There is something beautiful in every piece of suffering, every piece of human vulnerability, every supplication of the oppressed and defenseless. The seduction of that beauty leads to attachment. To personal emotional investment. We may call it compassion or any number of words for sharing/embracing our sufferings, facing the suffering of the Others in their Otherness.
We get pulled by this attraction. And we lose sight of the truth. Truth is always positional. There is no universal truth. As Salman Rushdie wrote, “the only people who see the whole picture are the ones who step out of the frame.”
Anyway, I don’t really feel like elaborating anymore. I get sick of coming up with these good original ideas on my own, only to have them appropriated and stolen, soiled by the curious gaze of the mistrustful. Fuck off!
“The higher we soar the smaller we appear to those who cannot fly.”
-Nietzsche
Well, I guess there is a reason I *chose* Christianity but the real reason is the politics. The potential for radical emancipatory politics therein. It’s an interpretation of Christianity— the political interpretation that I’m interested. Yet, it is not *just* an interpretation. I really do believe it. It is very different from the view that God loves everyone equally. Everyone is equally worthy before God; again the basis of liberalism and liberal ideology.
Liberation theology, as far as I’m able to grasp, claims that God takes sides.

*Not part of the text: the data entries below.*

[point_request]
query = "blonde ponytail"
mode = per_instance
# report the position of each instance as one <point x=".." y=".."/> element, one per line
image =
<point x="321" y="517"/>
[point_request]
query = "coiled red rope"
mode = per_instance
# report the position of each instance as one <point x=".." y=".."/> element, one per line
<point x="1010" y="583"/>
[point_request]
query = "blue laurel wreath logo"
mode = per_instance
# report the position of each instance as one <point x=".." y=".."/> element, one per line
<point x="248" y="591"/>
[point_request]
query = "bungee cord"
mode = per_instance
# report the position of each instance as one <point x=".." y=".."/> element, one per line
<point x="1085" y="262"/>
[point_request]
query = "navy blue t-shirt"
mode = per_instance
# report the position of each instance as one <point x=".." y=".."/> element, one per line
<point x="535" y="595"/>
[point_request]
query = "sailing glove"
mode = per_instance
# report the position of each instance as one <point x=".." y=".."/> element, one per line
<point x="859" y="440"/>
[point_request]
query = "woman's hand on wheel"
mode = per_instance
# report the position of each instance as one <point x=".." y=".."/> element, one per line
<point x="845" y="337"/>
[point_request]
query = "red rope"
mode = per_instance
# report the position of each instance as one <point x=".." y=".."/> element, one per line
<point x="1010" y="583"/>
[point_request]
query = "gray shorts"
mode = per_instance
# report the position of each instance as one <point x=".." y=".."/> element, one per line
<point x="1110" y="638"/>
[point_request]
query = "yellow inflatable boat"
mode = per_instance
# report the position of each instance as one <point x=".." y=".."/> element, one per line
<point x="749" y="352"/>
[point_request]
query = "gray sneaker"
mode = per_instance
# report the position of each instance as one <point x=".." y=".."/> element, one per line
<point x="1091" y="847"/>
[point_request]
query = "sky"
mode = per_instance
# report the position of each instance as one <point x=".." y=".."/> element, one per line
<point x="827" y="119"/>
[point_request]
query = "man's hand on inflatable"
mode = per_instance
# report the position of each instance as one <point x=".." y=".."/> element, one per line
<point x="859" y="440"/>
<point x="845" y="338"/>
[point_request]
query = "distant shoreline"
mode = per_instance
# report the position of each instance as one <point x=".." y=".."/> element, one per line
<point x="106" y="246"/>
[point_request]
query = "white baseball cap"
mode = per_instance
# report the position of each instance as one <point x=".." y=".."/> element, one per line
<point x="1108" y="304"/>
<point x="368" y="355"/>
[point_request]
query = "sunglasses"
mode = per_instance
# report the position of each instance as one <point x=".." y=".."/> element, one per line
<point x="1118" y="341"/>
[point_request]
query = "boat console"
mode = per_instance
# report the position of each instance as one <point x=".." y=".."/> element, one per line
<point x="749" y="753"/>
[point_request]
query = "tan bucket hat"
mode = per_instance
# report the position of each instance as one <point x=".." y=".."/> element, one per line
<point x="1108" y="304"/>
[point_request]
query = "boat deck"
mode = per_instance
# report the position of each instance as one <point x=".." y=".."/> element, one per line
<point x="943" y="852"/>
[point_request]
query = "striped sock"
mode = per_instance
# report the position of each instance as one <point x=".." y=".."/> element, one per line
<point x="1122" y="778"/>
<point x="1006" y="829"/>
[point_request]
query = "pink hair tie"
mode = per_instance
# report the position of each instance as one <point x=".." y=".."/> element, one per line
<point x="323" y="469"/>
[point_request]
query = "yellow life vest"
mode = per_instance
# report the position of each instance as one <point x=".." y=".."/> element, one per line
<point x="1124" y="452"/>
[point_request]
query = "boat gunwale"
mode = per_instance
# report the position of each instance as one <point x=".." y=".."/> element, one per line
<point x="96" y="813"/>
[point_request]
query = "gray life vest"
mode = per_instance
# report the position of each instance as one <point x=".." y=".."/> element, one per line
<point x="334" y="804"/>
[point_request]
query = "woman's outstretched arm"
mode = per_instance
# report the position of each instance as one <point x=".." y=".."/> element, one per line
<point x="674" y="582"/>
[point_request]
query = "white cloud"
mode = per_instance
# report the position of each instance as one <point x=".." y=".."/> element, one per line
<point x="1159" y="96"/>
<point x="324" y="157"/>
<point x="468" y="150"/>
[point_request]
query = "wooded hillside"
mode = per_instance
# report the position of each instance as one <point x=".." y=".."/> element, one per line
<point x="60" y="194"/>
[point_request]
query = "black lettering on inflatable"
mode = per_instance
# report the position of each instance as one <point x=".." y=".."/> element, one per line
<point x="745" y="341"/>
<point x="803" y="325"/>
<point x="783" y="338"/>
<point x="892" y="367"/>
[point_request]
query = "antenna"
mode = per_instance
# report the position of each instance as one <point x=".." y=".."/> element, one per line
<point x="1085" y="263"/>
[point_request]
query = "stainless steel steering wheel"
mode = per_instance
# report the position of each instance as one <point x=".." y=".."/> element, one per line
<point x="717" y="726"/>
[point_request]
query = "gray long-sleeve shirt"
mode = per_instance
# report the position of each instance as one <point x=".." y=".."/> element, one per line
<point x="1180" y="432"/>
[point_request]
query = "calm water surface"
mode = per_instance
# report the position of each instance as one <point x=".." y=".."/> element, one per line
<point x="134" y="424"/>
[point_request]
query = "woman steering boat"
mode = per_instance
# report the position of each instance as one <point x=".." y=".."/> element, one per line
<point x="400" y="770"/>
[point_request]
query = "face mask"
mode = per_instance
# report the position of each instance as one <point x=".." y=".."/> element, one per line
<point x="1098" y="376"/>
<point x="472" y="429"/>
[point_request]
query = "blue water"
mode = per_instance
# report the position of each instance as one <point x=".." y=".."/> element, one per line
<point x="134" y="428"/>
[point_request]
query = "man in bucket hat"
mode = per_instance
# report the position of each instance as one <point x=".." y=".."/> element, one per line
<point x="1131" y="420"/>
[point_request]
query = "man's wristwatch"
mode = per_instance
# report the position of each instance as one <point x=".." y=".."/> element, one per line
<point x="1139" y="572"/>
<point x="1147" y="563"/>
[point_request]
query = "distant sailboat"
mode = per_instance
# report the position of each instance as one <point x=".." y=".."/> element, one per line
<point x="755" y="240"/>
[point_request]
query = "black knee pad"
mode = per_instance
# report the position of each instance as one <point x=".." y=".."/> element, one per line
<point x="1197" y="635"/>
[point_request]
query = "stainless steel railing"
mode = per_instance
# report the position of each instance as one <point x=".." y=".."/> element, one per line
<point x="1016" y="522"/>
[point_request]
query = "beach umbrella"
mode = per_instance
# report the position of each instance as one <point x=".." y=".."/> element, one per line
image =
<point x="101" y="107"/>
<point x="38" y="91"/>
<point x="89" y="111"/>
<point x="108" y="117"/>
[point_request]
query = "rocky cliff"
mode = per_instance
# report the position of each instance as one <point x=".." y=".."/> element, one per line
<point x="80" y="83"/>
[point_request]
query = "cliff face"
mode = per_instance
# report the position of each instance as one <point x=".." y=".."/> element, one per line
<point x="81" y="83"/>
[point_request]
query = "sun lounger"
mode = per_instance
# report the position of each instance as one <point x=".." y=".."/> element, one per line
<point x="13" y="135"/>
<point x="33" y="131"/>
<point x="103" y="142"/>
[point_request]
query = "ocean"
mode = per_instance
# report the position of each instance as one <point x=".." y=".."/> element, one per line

God is political. God is on the side of the oppressed, the downtrodden, the abject. God fights for the poor. In short, if Jesus Christ was alive today, he would be a Marxist revolutionary.
:)
I have no idea why that view attracts me. It’s the real reason I’m into Christianity, but uh… no one else seems to understand.
“burn all the photographs” — I could’ve sworn that was a line from a song by Adele but I can’t find it anywhere… oh well…
I didn’t burn anything (except in my mind) but threw some things away. I had one last look before throwing them out. You smiled a few times but you looked extremely unhappy in every one. The seldom occasions where you did smile, it looked really forced. It’s a message to me— I’m making you unhappy. I don’t want that. Thus I threw them away. Throw away your unhappiness; I don’t wish to be the source of that.